Part of the FSB unit that is “harvesting sensitive material” through social media is leaking information to the Kremlin.
The aggressive FSB squad that aimed to fuel the Brexit scandal and obstruct European NGOs looking into war crimes in Ukraine is believed to have included the Russian hacking outfit Star Blizzard, which is accused of meddling in UK politics. Prior to the 2019 UK general election, leaked trade documents between the US and the UK were also stolen.
Russia has been conducting a cyberwar against the West since 2014, when it annexed Crimea. This campaign has been carried out by a number of elite units run by Russian military and foreign intelligence, as well as by a cutting-edge group known as Turla that is connected to the “16th center” of the Russian Federal Security Service (FSB).
However, analysts pointed out that the less well-known Centre for Information Security, or Centre 18 of the FSB, was notable for its propensity to release compromised data for political reasons as well as its history of using proxies to further the political objectives of the Kremlin.
According to Andrei Soldatov, an investigative journalist and authority on Russian intelligence agencies, “the 16th is more sophisticated, technically.” He called that select group a “tech agency essentially,” drawing a comparison between it and the UK’s GCHQ. In comparison, the 18th was more akin to “the CIA [getting] some tech and freedom to use proxies and criminals,” as evidenced by its spear-phishing and hack-and-leak activities.
Although Star Blizzard’s headquarters are located in an office complex in downtown Moscow, the two employees who were targeted for penalties on Thursday were connected to Syktyvkar, a distant regional capital located about 1,000 kilometers northeast. According to a security researcher cited by Reuters, one was an FSB officer and the other was reportedly a “central figure” in the city’s hacker community.
Prior to this, the US has charged that Center 18 hired cybercriminals to launch political attacks.
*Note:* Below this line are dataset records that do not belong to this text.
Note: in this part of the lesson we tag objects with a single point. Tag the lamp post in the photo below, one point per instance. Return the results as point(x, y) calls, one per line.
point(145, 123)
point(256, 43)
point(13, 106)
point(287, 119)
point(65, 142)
Dmitry Dokuchaev, an FSB officer assigned to the unit, was charged in a 2017 US criminal indictment with aiding and abetting a massive hack of at least 500 million Yahoo accounts. Prosecutors claimed that Dokuchaev “protected, directed, facilitated and paid criminal hackers to collect information through computer intrusions in the US and elsewhere.” Dokuchaev and other FSB officers were not involved in the hack, according to Russia.
Scientists at US nuclear research institutes have been among Centre 18’s recent targets, as Russian hacking groups have been more active following Vladimir Putin’s full-scale invasion of Ukraine.
The group’s signature tactic, however, continues to be the theft and dissemination of private communications and documents in order to stir up political controversy.
Emails sent by Richard Dearlove, the head of MI6 from 1999 to 2004, to a private group of hard-Brexit advocates were leaked in 2022. He said that the group had come together due to concerns about the UK’s terms for leaving the EU.
Emails discussing a canceled pressure campaign code-named Operation Surprise were “swiped from the computer of a retired professor in deepest England who I had emailed in the past,” Dearlove claimed in an article published last year.
Dearlove asserted that the emails, which were published online under the heading “Very English Coop d’Etat,” were misinterpreted and that they purported to be a “lawful lobbying exercise.”
The stolen emails were then combined and posted online in an effort to produce this absurdly theatrical situation, the author stated at the time. In this way, we were charged with trying to overthrow the UK government in favor of Brexit.
According to the UK’s National Cyber Security Centre, Star Blizzard has been using social engineering techniques to “build a rapport” with targets and gathering information from social networking sites like LinkedIn. After delivering malicious URL links to gain sensitive credentials, Star Blizzard would distribute the documents or correspondence online by anonymous leakers.
Thursday’s discoveries also revealed that the FSB was responsible for the theft of trade documents between the US and the UK from Liam Fox, who was the British secretary of state for international trade at the time. Shortly before the UK general election in 2019, the documents were made public.
Ahead of pivotal US elections that would pair Donald Trump with Joe Biden, observers have cautioned that the organization might try to influence votes once more.
As the elections draw near, John Hultquist, chief analyst at Mandiant, a US cybersecurity company, advised keeping a tight eye on this actor. “It is evident that the FSB is interested in meddling in politics, and they have access to a lot of powerful emails.”